I don't know if it's THE stupidest but last Thanksgiving we had a fire in the fire pit. The smoke was hitting my stepson in the face, making him cough, and you could tell it was burning his eyes. Eventually, my wife, his mother asks this 18-year-old man “Why don't you move to a seat out of the smoke?”
He replied “I'm cold and the smoke is the hottest part.
We felt like failures.
Is it just me, or does it seem like when I move away from the smoke, the smoke shifts to follow me?
The salvation army is part of the military.
"Raising a child isn't that hard," said my rich coworker who has a live-in nanny and housekeepers.
This one comes within the galaxy of "If he doesn't hit you, then he doesn't love you." But nothing can top that one.
I worked with a woman who was a complete hypochondriac. She would come in 1 day with a brace on her right knee, a few days later on the left..same with wrist wraps and other tape.
One day she came in dragging her leg. She told me she had dislocated her shin, and was going to the doctors after work to get a shin splint...
I still can't stop laughing when I think about it..
At a 4th of July fireworks show. An adult male telling a group of kids that "you see the rocket explode before you hear the boom. That's the doppler effect.".
“Without the dinosaurs, Jurassic Park doesn’t have much of a plot.”
I may have a great one ….. I used to work with this guy we will call him Joe, well Joe came up to me and started a conversation about Rihanna, and he was like she is hot, the hottest barbarian he ever saw? I asked “barbarian?” He replied yea she is from Barbaria! I said do you mean Barbados He oh that’s how you say it for a female!
I just walked away.
There are 61 seconds in a minute. I know everyone says 60, but it’s actually 61.

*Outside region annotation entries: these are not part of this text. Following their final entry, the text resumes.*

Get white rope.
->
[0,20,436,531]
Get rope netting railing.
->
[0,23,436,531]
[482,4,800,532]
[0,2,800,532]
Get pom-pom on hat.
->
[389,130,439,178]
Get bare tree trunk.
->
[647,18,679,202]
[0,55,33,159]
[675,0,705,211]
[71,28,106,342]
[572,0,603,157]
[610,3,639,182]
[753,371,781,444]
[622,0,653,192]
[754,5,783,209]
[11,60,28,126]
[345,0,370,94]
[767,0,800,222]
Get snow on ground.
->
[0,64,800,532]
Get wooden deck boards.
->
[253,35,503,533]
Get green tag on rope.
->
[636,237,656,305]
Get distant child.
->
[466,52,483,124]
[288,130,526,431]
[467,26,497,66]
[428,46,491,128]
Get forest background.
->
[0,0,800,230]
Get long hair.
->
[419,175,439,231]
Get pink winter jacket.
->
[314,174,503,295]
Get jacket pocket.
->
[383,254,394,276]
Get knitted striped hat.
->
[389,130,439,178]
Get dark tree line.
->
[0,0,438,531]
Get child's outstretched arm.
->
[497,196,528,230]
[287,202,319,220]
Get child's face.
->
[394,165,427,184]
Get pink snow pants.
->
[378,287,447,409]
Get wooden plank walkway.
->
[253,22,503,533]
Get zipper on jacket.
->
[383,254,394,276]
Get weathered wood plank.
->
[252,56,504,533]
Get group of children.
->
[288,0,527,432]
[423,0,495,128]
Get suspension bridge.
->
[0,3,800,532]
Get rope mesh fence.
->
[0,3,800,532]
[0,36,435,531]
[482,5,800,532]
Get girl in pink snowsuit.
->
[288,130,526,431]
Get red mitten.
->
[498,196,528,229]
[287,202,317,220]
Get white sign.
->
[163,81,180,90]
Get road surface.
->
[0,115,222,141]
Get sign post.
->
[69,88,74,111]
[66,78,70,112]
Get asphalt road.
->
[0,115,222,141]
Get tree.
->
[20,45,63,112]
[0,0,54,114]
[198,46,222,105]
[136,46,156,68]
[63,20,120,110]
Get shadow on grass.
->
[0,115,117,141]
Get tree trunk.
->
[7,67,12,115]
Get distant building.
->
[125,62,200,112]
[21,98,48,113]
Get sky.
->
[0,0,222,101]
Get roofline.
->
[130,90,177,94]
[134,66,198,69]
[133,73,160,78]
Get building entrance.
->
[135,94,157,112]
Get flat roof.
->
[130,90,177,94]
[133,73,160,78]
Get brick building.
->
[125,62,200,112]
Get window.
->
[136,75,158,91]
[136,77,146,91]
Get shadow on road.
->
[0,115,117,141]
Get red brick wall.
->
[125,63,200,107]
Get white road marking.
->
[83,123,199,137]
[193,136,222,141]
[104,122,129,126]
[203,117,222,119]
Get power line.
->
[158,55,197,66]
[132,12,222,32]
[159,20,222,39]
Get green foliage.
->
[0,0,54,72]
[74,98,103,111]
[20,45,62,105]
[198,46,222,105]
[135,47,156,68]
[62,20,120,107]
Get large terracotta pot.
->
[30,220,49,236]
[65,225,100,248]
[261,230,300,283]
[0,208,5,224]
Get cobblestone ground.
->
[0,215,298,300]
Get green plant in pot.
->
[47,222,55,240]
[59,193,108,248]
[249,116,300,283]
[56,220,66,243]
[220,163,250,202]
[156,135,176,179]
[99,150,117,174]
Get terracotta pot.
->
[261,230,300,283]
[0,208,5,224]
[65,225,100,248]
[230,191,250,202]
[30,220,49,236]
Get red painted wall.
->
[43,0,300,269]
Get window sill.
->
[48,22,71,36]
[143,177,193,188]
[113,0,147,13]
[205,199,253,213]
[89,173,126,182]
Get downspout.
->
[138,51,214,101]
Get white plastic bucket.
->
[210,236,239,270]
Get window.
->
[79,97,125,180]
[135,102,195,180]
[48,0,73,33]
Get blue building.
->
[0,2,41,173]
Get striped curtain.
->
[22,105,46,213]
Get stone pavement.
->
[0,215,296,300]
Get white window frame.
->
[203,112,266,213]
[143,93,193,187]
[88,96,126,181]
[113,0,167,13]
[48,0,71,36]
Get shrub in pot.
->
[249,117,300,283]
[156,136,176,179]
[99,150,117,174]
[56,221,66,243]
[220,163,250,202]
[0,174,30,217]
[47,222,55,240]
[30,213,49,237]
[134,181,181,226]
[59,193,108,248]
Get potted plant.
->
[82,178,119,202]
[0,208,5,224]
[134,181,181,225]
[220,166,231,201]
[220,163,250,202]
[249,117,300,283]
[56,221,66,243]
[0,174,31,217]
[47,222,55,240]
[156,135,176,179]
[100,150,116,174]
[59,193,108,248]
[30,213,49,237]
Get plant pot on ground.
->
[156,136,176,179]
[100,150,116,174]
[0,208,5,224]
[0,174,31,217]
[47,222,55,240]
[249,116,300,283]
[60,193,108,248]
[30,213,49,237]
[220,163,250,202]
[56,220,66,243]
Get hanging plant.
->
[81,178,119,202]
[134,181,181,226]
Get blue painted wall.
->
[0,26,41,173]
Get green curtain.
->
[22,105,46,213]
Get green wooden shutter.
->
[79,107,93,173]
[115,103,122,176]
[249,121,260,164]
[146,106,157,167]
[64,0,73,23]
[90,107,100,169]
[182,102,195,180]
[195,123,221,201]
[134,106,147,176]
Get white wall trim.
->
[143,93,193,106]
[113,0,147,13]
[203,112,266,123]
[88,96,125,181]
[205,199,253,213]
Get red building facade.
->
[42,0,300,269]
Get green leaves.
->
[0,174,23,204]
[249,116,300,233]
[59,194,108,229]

Once heard a customer complain that we only had green wine and no white. That is just the colour of the glass Madame.
A couple years ago, in my old dorm building, we had a “Show Your Interest Presentation” and we could do whatever topic we wanted. One girl went up and did her fictional crushes, which I respect, and this isn’t the girl who said the stupid stuff, no, she’s cool. At one point, she admitted to crushing on Mr. Fox from fantastic Mr Fox fame purely bc of George Clooney’s voice acting. The stupid stuff comes in when this one girl asks “Who’s George Clooney? Is he a president?”
It gets worse.
If I were to tell you George Clooney was Batman, you’d think “Oh, he played the character, got it.” As one does. This girl just says, when she’s told George Clooney was Batman, “I thought that was Bruce Wayne.”
“I always remember my uncle’s birthday because he is exactly twice as old as me.” I swear they were serious.
A friend once asked about “way back a long time ago when cavemen rode dinosaurs”.
Worked with a guy that claimed that there is a star in the center of the Earth. I really wish that I had asked him to elaborate on this.
Maybe he watched too many episodes of "Spartakus and the Sun Beneath the Sea"?
I dated a girl who insisted the moon was more important than the sun because the sun only lights the daytime when it's already light out, but the moon lights up the night when you really need it.
Do elephants lay eggs?
Yes. In some parts of Africa, where the elephant is native, the locals used empty elephant egg shells to build houses. An elephant egg can easily accommodate a family of four.
A guy back in highschool came from a jewish family.
His brother was pretty smart, had good grades. Him? Not so much, he was always failing everything.
One day he said "I don't need to study. Im like my brother. We jews are good at science, it's in our blood"
Yeah the guy failed in the most predictable way possible, even his brother warned him and told him he did in fact study 😂.
“Do sunflower seeds really come from sunflowers?”.
If it weren’t for my horse I wouldn’t have spent that year in college.
“You can’t have it that cold, the pipes will freeze.” The building was set for 60 degrees Fahrenheit.
Knew a girl who thought you could drive from the USA to South Korea because her friend went through San Diego to get there. She was fine though so paid it no attention.
I heard a contestant on Project Runway say this when in Central Park. "It's just like a movie, but in 3D".